Community Mentors lets admins surface ibl.ai’s shared mentor library—such as subject-matter mentors built on OpenStax textbooks—inside their institution’s private mentorAI environment so learners can start chatting with them immediately.
It’s a fast, safe way to pilot or extend high-quality mentors without starting from scratch, while keeping configuration authority on your side (prompting, data attachments, model choice, and embedding).
Administrator · Instructor · Student (read-only access)
Browse a catalog that includes OpenStax-based course mentors, skills mentors, and other agents.
Learners can converse with Community Mentors but cannot change settings or configuration.
- Add or override a System Prompt
- Attach your own data (files/links) to localize content
- Switch the model powering the mentor
- Embed the mentor into your LMS/SIS or other systems
Turn on curated mentors quickly, then adapt them to programs or courses as needed.
- Go to Profile menu → Organization → Advanced → Community Mentors
- Toggle On to activate Community Mentors for your environment
- Open Explore to view the full catalog of community mentors now available
- Add OpenStax-based course mentors, skills mentors, or other agents to your environment
- System Prompt – Add/override to match your teaching voice or institutional guidance
- Attach Data – Connect your course materials to contextualize answers
- Switch Model – Choose the LLM that best fits your use case
- Embed selected mentors directly into your LMS/SIS or other systems so learners can access them in context
- Learners chat with Community Mentors right away but cannot alter prompts, data, or tools
Deploy subject-aligned mentors (e.g., Intro Biology, Economics) to provide immediate tutoring and Q&A.
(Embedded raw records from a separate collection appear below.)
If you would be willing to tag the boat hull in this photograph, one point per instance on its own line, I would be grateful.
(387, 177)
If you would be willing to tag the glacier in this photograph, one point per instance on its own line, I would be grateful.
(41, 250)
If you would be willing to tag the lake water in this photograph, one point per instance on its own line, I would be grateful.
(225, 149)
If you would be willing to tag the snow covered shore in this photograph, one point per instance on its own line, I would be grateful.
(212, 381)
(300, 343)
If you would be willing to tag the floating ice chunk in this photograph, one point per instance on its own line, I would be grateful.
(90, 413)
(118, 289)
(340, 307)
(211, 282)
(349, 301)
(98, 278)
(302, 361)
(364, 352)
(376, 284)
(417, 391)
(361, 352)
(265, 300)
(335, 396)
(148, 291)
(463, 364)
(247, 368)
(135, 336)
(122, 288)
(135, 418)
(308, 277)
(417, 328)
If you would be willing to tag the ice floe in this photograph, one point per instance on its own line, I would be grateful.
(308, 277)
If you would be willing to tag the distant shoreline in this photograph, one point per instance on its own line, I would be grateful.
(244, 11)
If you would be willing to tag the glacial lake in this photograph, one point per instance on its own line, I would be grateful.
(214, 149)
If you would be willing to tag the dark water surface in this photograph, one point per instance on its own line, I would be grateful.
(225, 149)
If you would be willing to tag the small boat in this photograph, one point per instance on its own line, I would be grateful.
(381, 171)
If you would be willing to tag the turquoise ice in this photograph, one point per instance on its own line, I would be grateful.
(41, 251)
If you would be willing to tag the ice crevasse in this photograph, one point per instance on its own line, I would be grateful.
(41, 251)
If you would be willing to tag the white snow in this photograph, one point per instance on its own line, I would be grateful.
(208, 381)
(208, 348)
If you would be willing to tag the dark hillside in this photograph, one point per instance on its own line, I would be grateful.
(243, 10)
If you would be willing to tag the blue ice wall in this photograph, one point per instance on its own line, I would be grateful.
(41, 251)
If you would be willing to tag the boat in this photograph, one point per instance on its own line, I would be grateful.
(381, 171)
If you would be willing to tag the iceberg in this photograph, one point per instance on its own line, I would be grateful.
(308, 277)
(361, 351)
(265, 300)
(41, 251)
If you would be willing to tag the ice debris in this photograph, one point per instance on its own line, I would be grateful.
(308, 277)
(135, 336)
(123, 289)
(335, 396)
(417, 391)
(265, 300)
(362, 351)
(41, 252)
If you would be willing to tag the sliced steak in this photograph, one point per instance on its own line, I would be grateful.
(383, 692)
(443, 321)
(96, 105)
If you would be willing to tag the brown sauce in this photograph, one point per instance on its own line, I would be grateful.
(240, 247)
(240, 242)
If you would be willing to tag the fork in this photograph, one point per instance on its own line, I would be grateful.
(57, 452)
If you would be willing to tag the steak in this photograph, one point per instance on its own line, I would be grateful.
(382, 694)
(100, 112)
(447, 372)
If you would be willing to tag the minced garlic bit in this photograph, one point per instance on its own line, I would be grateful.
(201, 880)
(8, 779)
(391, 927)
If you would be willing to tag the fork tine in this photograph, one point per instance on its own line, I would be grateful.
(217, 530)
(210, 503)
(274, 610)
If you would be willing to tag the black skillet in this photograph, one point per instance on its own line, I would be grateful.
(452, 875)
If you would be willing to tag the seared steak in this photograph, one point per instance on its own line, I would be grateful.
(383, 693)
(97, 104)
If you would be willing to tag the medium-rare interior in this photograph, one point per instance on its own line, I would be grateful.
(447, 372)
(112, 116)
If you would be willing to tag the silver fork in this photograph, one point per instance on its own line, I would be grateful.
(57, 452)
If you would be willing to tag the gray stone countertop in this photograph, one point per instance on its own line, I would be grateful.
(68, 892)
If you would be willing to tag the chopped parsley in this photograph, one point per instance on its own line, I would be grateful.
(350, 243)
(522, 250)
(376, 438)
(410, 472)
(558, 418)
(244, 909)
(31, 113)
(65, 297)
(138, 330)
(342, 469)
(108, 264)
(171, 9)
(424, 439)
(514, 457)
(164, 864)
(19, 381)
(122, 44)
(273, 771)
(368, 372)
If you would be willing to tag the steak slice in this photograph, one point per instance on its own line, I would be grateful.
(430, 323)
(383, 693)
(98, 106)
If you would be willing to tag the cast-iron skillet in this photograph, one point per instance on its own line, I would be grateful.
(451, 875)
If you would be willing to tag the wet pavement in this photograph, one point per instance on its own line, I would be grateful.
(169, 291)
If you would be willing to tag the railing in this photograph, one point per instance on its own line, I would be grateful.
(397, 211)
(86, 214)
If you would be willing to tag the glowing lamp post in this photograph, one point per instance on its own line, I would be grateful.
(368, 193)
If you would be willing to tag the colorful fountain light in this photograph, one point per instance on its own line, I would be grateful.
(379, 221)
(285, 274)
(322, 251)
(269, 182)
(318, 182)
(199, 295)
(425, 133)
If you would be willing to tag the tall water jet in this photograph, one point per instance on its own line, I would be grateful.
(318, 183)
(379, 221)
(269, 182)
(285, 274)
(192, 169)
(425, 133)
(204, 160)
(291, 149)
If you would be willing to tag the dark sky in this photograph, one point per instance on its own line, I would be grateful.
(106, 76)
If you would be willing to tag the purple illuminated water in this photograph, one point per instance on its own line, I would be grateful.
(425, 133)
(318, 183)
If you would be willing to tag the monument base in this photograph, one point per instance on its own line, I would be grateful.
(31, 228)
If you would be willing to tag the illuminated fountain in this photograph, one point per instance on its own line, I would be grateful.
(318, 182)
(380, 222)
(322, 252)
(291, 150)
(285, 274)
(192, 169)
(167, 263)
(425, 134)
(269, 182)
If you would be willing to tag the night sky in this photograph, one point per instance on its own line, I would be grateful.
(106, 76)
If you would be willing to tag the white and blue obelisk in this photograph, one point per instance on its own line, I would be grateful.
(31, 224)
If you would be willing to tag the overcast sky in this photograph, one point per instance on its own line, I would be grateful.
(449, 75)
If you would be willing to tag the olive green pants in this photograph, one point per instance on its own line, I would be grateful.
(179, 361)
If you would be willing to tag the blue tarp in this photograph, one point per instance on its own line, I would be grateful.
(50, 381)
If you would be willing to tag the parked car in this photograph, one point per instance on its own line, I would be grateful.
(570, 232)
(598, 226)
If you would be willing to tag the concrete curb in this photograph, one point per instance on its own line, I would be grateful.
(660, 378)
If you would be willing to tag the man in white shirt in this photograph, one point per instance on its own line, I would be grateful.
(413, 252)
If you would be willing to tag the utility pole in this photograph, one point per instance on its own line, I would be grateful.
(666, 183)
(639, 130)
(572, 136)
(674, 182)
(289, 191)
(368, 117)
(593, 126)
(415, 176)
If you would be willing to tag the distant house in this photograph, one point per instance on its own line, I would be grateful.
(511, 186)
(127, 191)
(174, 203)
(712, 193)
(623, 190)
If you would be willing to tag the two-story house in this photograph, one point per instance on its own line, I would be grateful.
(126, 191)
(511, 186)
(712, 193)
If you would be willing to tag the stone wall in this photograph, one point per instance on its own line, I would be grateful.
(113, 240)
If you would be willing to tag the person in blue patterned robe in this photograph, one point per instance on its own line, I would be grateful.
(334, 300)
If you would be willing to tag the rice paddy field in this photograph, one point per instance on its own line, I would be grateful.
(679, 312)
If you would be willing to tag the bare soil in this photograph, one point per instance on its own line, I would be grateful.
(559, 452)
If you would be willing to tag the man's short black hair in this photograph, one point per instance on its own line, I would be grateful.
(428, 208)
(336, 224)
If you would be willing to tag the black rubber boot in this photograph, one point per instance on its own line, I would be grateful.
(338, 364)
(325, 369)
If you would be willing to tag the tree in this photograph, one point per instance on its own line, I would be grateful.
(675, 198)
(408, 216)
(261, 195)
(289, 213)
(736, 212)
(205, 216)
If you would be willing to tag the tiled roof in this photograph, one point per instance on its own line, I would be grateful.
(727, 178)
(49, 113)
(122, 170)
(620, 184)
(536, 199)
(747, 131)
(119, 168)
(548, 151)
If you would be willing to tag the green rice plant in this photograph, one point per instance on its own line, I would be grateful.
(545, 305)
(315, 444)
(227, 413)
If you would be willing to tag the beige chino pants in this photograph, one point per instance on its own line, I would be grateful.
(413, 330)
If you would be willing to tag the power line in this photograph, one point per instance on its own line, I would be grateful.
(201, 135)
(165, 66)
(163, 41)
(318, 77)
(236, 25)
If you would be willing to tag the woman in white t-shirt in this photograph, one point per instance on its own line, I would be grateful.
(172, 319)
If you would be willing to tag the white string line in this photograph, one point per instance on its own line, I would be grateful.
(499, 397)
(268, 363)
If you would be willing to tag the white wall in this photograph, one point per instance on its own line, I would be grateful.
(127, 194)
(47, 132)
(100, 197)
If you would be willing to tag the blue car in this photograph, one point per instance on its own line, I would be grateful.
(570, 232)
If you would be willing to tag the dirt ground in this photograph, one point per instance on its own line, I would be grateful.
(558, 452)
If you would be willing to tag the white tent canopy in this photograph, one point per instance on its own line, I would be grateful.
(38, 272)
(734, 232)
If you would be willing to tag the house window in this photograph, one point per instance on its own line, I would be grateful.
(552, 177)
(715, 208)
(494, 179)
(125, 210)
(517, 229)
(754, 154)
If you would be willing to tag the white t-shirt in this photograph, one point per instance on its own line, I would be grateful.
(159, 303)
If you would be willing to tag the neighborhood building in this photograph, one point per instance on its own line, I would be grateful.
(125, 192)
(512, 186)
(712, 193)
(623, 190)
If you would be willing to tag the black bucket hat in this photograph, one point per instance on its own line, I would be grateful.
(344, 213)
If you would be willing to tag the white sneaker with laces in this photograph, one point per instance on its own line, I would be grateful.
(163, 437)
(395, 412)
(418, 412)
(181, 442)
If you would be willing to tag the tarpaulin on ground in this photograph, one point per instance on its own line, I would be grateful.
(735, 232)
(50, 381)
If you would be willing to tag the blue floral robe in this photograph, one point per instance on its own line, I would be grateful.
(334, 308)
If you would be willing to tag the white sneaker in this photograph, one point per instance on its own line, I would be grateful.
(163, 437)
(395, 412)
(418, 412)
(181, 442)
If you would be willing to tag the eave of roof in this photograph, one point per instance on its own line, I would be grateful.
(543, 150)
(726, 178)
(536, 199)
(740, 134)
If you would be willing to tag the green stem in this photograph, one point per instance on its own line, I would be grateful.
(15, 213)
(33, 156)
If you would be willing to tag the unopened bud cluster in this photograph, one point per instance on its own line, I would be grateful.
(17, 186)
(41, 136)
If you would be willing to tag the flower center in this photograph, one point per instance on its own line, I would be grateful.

Offer skills mentors (study strategies, writing help, career prep) across departments without building new agents from scratch.
Test mentors with select cohorts, then refine prompts/data and roll out broadly based on findings.
Embed mentors in course modules so students can get context-aware help alongside readings and assignments.
Start from high-quality shared mentors, then tailor prompts, datasets, and models to fit your policies and outcomes.
Once you complete these steps, you can pilot or extend high-quality mentors without starting from scratch—while keeping configuration authority on your side.